Heating load sources in central Florida are significantly different than cooling load sources. In addition, the pie chart shown in Figure 3 at the right is somewhat misleading due to the fact that the entire heating load is roughly equivalent in magnitude to only the duct loads in the cooling load pie chart given above in Figure 2. Remember that in this example the heating load constitutes only 7% of the total annual energy use - less than the refrigerator. This result is in part based on the fact that the heating system is a heat pump. If the building were heated by a strip resistance furnace, the heating portion of the annual energy use would be much larger. 

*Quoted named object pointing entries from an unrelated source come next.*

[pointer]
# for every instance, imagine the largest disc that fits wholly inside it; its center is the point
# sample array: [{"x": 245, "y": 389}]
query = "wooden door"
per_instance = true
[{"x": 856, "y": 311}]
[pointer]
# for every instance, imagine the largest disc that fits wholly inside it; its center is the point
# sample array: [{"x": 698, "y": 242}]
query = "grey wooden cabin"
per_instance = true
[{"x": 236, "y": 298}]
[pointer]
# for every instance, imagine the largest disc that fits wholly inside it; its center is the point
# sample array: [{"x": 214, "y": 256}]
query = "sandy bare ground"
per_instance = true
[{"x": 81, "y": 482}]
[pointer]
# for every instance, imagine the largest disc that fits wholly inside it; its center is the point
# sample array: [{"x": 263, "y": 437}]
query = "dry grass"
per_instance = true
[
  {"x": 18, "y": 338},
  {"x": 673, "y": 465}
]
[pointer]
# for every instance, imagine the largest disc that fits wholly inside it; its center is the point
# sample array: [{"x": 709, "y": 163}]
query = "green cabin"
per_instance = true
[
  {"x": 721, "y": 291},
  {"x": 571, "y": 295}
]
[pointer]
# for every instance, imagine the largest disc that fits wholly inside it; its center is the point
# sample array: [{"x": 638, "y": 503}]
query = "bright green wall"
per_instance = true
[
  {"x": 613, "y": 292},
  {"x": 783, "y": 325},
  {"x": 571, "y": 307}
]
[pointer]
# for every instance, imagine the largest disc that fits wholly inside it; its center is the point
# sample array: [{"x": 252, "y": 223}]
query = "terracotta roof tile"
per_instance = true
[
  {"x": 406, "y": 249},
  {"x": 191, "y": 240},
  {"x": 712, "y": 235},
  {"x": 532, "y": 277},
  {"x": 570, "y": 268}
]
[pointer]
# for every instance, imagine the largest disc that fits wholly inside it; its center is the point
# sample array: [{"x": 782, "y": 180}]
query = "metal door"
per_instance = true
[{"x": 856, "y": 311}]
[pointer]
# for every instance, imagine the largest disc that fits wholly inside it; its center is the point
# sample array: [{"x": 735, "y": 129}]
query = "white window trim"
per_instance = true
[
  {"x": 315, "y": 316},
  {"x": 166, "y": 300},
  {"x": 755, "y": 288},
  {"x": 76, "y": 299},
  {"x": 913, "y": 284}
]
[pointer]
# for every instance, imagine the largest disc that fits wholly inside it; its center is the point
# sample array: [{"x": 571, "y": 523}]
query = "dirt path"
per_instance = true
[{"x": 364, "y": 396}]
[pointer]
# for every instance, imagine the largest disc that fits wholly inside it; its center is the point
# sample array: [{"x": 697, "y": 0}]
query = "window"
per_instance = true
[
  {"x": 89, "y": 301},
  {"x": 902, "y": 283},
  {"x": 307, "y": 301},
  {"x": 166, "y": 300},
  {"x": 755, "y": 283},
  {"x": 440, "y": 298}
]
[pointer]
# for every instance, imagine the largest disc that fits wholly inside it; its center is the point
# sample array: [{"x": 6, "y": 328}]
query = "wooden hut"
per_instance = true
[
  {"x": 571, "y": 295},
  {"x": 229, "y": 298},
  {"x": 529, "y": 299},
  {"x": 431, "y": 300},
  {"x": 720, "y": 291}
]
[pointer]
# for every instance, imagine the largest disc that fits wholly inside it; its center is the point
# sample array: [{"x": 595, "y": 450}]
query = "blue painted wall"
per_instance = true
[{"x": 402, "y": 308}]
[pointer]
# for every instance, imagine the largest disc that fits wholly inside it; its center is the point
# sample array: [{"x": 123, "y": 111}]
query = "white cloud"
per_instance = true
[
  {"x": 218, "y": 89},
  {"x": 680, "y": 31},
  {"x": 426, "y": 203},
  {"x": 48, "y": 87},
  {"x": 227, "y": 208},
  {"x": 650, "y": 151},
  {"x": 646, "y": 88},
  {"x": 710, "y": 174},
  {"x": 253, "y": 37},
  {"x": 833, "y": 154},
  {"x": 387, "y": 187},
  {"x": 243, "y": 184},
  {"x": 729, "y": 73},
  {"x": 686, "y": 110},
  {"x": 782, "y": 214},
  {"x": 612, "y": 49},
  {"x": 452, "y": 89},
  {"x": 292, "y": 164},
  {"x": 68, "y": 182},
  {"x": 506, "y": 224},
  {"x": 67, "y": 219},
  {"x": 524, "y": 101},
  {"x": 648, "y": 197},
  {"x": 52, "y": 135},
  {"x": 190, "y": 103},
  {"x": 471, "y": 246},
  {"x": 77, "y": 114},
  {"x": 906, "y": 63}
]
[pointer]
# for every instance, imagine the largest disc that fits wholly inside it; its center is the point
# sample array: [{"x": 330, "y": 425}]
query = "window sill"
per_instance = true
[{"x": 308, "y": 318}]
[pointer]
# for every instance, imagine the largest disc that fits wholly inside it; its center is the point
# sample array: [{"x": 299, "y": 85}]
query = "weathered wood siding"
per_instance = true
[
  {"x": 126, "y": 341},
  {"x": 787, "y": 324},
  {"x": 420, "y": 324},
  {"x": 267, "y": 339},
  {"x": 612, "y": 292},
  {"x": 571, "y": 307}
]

The pie chart in Figure 3 clearly shows that the home's envelope constitutes a significantly larger part of the total heating load than it does for cooling. For heating, the internal gains (which constitute a significant air conditioning load in summer but do not appear on the heating load source pie chart) are of great benefit in offsetting heating requirements. Likewise window loads constitute a much smaller part of the pie because during much of the day they offset heating requirements by admitting sunlight (heat). In fact, improving the performance of the windows in summer will likely dis-improve their performance in winter - and visa versa. This last point is important because achieving a balance between winter and summer performance is always a critical consideration of building energy efficiency. For this reason it is important not to over-generalize, because as pointed out in Figure 1 above the relationship between the heating and cooling energy uses in Florida buildings is a strong function of location, with buildings in north Florida having a much more significant heating load (~15% of total energy use) than those in south Florida (~2% of total energy use). 

Florida's ENERGYGAUGE software tools provide the above information and much more on a home-by-home basis.